Il y a donc à la fois une différence de degré et de nature entre les deux Weltanschauung. Pour beaucoup de néo-conservateurs, le racisme biologique et le fanatisme terroriste provoquent leur mépris66. En 1933, celui-ci n'est pas étranger à l'incroyable aveuglement de l'Establishment qui croit pouvoir tirer les ficelles d'un gouvernement où il n'y a que trois nazis.
Bref, les historiens aujourd'hui sont plus sensibles à ce terreau intellectuel et au potentiel de violence que recèle une société où les structures juridictionnelles sont floues et où l'État d'exception tend à devenir... la règle.
Notes.58. Le terme anglais est celui d'outsiders. Gay est très sensible à ce concept qui figure explicitement dans le titre de l'édition d'origine "Weimar Culture. The Outsider as Insider". Hugo Preuss incarne bien cette ouverture : alors qu'il avait été tenu à l'écart de l'Université, comme la plupart des juifs et des démocrates de gauche, il allait être le principal architecte de la nouvelle Constitution.
59. Entouré d'une cour d'éphèbes et de disciples, comme Friedrich Gundolf, il rejette un monde qu'il méprise pour restaurer le sens aristocratique de la vie. La poésie responsable du nazisme ? Évidemment pas, mais le fait d'élever les poètes au-dessus des penseurs ne préparaient guère les esprits à accepter les compromis démocratiques. En réclamant quelque chose de plus élevé que la politique, George et ses émules ouvraient la voie à la barbarie.
60. Dans son Frederic II, le Kaiser apparaît comme un véritable surhomme, père de la Renaissance, chef d'État hors pair et surtout incarnation de forces primitives qui le rendait allemand jusque dans l'âme.
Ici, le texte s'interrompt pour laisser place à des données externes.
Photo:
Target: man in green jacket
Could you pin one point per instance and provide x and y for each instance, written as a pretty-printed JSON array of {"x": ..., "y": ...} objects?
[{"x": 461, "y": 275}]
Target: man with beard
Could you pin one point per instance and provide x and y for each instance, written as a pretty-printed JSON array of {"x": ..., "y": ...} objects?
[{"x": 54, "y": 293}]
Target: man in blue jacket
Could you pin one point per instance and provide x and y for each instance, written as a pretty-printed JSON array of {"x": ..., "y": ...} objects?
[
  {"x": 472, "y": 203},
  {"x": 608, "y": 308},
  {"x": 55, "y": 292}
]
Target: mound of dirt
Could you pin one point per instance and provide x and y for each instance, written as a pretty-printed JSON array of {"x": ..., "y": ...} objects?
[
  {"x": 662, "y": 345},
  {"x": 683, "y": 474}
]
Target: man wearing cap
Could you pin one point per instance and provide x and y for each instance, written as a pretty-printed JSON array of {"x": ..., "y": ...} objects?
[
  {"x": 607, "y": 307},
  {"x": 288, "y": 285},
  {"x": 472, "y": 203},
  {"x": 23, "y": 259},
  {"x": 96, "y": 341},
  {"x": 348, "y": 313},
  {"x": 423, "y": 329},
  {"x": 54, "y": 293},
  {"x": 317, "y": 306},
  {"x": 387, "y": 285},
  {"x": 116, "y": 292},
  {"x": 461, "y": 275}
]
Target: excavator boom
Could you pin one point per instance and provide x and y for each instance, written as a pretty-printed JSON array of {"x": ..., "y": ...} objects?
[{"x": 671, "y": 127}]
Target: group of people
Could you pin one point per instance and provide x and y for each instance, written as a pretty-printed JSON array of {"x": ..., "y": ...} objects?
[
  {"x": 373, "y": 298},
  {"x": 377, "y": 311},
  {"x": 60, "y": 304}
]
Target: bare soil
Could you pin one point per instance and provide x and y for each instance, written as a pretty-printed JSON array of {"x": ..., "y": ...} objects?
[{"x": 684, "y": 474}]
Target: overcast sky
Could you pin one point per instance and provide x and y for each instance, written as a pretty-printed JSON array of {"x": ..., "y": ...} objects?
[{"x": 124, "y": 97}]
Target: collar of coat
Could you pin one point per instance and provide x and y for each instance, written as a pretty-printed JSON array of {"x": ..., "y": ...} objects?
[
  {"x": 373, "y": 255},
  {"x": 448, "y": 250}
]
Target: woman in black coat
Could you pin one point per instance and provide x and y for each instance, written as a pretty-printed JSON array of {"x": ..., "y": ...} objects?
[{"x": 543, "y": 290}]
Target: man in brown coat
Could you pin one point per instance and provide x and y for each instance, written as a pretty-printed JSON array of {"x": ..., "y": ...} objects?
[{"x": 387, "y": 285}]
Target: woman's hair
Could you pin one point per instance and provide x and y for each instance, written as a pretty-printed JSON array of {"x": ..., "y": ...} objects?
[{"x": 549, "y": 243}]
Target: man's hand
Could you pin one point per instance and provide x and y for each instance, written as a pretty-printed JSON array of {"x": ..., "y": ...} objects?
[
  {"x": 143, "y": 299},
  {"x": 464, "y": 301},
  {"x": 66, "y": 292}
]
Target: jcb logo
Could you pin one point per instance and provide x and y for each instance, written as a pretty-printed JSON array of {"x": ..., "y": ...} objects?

Kantorowicz, d'origine juive, avait été officier prussien, membre des Corps Francs et avait pris les armes contre la gauche et dénoncé la médiocrité d'un âge sans dirigeant. Il faudra attendre son exclusion de l'Université pour qu'il renie ses engagements et s'exile.
61. Parmi les "romans de guerre nationaux" à fort tirage, on peut citer La Passion allemande d'Edwin Dwinger (1929). "L'expérience intime" de la guerre est aussi au coeur de l'oeuvre d'Ernst Jünger (Orages d'acier, 1922) et a inspiré de nombreux films patriotiques produits par l'UFA, le trust que contrôle Hugenberg.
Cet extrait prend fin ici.